I’ll get this fixed.

photostructure@photostructure-server-prealpha:/opt/photostructure$ grep '^' /sys/fs/cgroup/cpu/cpu.*
50
photostructure@photostructure-server-prealpha:/opt/photostructure$ node -e 'console.log(require("os").availableParallelism())'
4
photostructure@photostructure-server-prealpha:/opt/photostructure$ node -e 'console.log(require("os").cpus().length)'
4

If it’s a hairy situation and you want direct access to the host… let me know and I can arrange somehow. My forum email is the same as the PS licensed one.

P.S> I’m off to bed, GMT over here :slight_smile:

The value of 50 explains the fractional CPU count value! Thanks for the assist!

should PS simply ignore cpu.shares?
CPU Shares for Docker containers Says it’s a relative value.

FYI I did not configure container CPU priority or anything at all, all is left to Sinology’s defaults

Edit: I tried starting the PS container after ticking “Enable resource limitation” in the DSM Container Manager and dragging the CPU priority slider to Max:

cat /sys/fs/cgroup/cpu/cpu.shares
90

My Container Manager is version 20.10.23-1437

This is exactly the conclusion I’ve just come to as well, after reading the proper Linux cgroups docs, as the docker container may not have exposure to sibling cgroups, so whatever that value is can’t reliably be interpreted.

cgroups is a very very odd design.

Anyway, I feel a bit validated by this decision as this was the conclusion that the JRE came to as well.

Thanks again for your help!

You’re welcome, glad I could help a little.
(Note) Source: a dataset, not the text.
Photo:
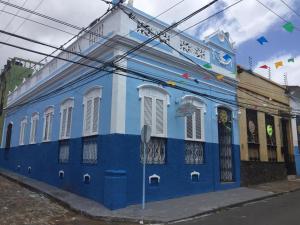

Meanwhile… cheeky question: can I haz docker image? 1/2 jk. I am realy excited to throw PS at my archive directory and see the forgotten horrors that await in there.

I’m on it, but I still have a couple failing specs before I can release the next build.

Hop into the AlphaBeta discord where I give blow-by-blow updates about updates.

Hey hey @mrm, I as was impatiently waiting for the upcoming build, last night I tried to spin up PS on the very same DS920+, but this time I did it via docker-compose on the NAS’s CLI. I did not configure anything related to CPU priority, just the essential PS env vars for library, guid, etc.

Lo and behold, it ran just fine and it still is.

Once the container was created via docker-compose, it also appeared in the Synology GUI, albeit missing the bind mounts. So out of curiosity I added the missing bind mounts from the GUI and tried launching it from there, which led once more to the cpu shares error we knew and loved.

So, my unscientific conclusion: the Synology Docker GUI and whetever it does behind the scenes, must be initialising containers with some wierd flags that likely lead to the unexpected cpu shares value you discovered.

The next thing I wanted to try was to launch via CLI, but this time passing those newfnagled flags for the container’s cpu priority to understand if it’s a Synology issue or a Docker one.

Anyway, I suppose this update will hopefully be DoA once you ship the updated build.

Thanks for the update!

After I get this release out the door I’ll have time to update my Synology (it’s still on v6) and see what shenanigans they’re doing with their docker containers.